Here’s the reality of the matter, though: whether or not you agree with the Sutskever/Shear tribe, the board’s charter and responsibility is not to make money. This is not a for-profit corporation with a fiduciary duty to its shareholders; indeed, as I laid out above, OpenAI’s charter specifically states that it is “unconstrained by a need to generate financial return”. From that perspective the board is in fact doing its job, as counterintuitive as that may seem: to the extent the board believes that Altman and his tribe were not “build[ing] general-purpose artificial intelligence that benefits humanity” it is empowered to fire him; they do, and so they did.

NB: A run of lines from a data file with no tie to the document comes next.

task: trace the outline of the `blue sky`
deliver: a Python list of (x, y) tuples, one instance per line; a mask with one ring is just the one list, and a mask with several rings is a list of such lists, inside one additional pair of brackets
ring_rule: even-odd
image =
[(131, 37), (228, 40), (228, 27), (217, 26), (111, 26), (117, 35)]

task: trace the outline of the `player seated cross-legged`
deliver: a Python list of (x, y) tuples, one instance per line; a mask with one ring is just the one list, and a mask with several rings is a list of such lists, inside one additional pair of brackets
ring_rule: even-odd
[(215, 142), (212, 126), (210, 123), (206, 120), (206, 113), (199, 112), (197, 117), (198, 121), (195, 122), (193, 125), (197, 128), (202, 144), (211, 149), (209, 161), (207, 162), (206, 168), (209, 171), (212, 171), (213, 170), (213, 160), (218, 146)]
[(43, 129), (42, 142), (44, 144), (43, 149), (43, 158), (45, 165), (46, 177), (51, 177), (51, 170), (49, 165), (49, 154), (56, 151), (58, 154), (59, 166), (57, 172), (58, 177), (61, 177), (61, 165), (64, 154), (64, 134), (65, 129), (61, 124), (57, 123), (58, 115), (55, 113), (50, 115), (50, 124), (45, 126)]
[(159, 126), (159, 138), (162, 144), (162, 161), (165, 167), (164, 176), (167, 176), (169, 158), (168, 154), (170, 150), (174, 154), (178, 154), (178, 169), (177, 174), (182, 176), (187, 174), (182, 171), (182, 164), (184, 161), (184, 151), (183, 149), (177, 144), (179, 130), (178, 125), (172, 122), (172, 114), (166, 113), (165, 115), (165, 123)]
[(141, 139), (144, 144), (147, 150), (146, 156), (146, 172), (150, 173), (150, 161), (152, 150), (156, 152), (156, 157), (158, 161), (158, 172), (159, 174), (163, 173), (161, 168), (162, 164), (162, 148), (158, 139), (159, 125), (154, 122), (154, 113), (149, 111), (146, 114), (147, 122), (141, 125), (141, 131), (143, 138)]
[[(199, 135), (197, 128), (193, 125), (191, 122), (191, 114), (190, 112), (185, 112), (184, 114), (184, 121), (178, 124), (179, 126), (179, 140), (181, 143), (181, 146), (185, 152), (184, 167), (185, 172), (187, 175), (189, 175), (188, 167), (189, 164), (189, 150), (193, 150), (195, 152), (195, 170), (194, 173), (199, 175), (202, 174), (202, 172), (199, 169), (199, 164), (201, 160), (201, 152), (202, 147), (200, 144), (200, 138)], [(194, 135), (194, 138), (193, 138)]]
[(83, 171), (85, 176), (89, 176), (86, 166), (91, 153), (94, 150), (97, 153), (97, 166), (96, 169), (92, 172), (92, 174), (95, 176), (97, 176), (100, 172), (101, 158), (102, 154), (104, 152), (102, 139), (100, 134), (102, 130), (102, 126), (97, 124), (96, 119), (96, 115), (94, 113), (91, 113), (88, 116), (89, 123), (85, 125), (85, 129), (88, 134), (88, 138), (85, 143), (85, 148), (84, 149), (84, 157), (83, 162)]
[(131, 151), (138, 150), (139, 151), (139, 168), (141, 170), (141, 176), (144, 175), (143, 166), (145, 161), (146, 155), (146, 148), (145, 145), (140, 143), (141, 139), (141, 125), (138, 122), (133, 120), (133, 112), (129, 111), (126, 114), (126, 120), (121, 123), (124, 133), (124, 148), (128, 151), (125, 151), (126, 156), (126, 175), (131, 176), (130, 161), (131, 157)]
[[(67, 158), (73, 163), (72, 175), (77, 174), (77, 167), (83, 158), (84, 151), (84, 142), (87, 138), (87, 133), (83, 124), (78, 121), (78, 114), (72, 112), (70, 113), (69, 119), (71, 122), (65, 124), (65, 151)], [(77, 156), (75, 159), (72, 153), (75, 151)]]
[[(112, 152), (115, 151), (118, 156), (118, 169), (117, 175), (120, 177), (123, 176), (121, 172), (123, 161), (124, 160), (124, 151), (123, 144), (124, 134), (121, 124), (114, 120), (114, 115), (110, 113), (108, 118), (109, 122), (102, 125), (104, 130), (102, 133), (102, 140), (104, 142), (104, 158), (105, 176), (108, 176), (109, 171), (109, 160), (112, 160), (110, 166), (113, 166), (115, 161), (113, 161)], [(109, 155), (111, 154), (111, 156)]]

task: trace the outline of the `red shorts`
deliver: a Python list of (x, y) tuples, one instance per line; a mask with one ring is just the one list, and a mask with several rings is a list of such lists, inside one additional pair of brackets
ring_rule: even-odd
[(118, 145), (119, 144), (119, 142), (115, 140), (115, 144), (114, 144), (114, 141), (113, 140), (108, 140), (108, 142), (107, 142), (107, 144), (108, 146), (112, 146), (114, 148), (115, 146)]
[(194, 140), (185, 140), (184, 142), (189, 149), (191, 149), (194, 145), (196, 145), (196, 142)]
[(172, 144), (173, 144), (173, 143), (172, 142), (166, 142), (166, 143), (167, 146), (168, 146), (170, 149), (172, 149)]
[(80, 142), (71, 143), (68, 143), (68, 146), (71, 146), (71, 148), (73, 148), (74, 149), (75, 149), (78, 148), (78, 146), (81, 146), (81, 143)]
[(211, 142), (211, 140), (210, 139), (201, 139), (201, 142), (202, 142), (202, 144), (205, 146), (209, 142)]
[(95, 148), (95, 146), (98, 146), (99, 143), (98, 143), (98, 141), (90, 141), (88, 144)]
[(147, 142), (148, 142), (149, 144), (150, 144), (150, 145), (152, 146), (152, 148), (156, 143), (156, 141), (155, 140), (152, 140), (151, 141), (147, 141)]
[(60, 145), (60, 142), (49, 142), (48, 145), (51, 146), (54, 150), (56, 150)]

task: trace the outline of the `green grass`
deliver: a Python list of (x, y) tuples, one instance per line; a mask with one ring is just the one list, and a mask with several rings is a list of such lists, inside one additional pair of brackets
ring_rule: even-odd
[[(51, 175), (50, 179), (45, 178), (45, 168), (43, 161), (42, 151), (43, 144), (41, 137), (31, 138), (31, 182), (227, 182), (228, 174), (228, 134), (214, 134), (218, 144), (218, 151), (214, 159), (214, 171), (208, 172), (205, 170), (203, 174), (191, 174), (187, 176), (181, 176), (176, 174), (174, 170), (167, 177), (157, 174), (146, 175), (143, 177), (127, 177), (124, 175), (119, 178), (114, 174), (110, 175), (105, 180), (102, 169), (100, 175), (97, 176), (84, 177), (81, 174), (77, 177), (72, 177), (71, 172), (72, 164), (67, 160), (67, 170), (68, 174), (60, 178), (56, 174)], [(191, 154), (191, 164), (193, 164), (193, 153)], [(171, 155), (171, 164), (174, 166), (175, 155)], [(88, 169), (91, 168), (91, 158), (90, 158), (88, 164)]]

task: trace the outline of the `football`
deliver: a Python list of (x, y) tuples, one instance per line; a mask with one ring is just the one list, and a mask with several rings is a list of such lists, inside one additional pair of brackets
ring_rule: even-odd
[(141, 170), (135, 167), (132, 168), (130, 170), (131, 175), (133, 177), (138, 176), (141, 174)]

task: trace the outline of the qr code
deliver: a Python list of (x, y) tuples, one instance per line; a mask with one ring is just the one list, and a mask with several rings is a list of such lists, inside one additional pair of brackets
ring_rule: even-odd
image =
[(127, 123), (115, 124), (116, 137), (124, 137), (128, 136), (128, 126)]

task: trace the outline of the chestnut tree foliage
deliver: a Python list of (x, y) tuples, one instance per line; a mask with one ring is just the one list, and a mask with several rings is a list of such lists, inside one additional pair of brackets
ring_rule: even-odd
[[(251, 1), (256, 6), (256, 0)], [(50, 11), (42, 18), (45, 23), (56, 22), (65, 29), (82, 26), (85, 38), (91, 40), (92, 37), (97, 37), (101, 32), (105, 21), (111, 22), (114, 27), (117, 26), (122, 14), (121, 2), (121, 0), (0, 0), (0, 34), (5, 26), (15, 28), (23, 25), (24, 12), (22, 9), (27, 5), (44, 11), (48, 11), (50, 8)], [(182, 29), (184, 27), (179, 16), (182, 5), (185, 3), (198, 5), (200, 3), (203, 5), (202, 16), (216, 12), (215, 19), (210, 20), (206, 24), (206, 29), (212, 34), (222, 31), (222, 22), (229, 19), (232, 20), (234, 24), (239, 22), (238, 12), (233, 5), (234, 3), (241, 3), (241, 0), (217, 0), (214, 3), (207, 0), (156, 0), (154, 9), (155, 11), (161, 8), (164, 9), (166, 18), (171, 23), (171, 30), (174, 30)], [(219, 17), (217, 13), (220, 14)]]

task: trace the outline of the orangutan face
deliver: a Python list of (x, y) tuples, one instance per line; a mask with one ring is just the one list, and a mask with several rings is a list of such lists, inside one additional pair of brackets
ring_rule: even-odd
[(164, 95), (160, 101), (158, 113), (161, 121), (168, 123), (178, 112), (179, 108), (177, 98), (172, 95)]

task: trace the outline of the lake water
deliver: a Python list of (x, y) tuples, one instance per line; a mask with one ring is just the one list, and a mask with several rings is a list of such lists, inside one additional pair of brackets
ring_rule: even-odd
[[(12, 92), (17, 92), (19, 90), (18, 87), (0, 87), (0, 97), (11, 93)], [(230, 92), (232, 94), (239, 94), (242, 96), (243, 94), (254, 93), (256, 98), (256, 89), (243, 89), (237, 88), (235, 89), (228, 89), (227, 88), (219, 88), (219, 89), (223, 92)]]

This gets at the irony in my concern about the company’s non-profit status: I was worried about Altman being unconstrained by the need to make money or the danger of having someone in charge without a financial stake in the outcome, when in fact it was those same factors that cost him his job. More broadly, my criticism was insufficiently expansive because philosophical concerns about unconstrained power pale — at least in the case of business analysis, Stratechery’s core competency — in the face of how much this structure made OpenAI a fundamentally unstable entity to make deals with. This refers, of course, to Microsoft, and as someone who has been a proponent of Satya Nadella’s leadership, I have to admit that my analysis of the company’s partnership with OpenAI was lacking.

Microsoft had, to its tremendous short-term benefit, bet a substantial portion of its future on its OpenAI partnership. This goes beyond money, which Microsoft has plenty of, and much of which it hasn’t yet paid out (or granted in terms of Azure credits); OpenAI’s technology is built into a whole host of Microsoft’s products, from Windows to Office to ones most people have never heard of (I see you Dynamics CRM nerds!). Microsoft is also investing massively in infrastructure that is custom-built for OpenAI — Nadella has been touting the financial advantages of specialization — and has just released a custom chip that was tuned for running OpenAI models. That this level of commitment was made to an entity not motivated by profit, and thus un-beholden to Microsoft’s status as an investor and revenue driver, now seems absurd.

Or, rather, it did, until Nadella tweeted the following at 11:53pm Pacific:

Satya Nadella's tweet announcing the hiring of Sam Altman

The counter to the argument I just put forth about Microsoft’s poor decision to partner with a non-profit is the reality of AI development, specifically the need for massive amounts of compute. It was the need for this compute that led OpenAI, which had barred itself from making a traditional venture capital deal, to surrender their IP to Microsoft in exchange for Azure credits. In other words, while the board may have had the charter of a non-profit, and an admirable willingness to act on and stick to their convictions, they ultimately had no leverage because they weren’t a for-profit company with the capital to be truly independent.

The end result is that an entity committed by charter to the safe development of AI has basically handed off all of its work and, probably soon enough, a sizable portion of its talent, to one of the largest for-profit entities on earth. Or, in an AI-relevant framing, the structure of OpenAI was ultimately misaligned with fulfilling its stated mission. Trying to organize incentives by fiat simply doesn’t account for all of the possible scenarios and variable at play in a dynamic situation; harvesting self-interest has, for good reason, long been the best way to align individuals and companies.

Altman Questions

There is one other angle of the board’s actions that ought to be acknowledged: it very well could have been for cause. I endorse Eric Newcomer’s thoughtful column on his eponymous Substack:

In its statement, the board said it had concluded Altman, “was not consistently candid in his communications with the board.” We shouldn’t let poor public messaging blind us from the fact that Altman has lost confidence of the board that was supposed to legitimize OpenAI’s integrity…

My understanding is that some members of the board genuinely felt Altman was dishonest and unreliable in his communications with them, sources tell me. Some members of the board believe that they couldn’t oversee the company because they couldn’t believe what Altman was saying. And yet, the existence of a nonprofit board was a key justification for OpenAI’s supposed trustworthiness.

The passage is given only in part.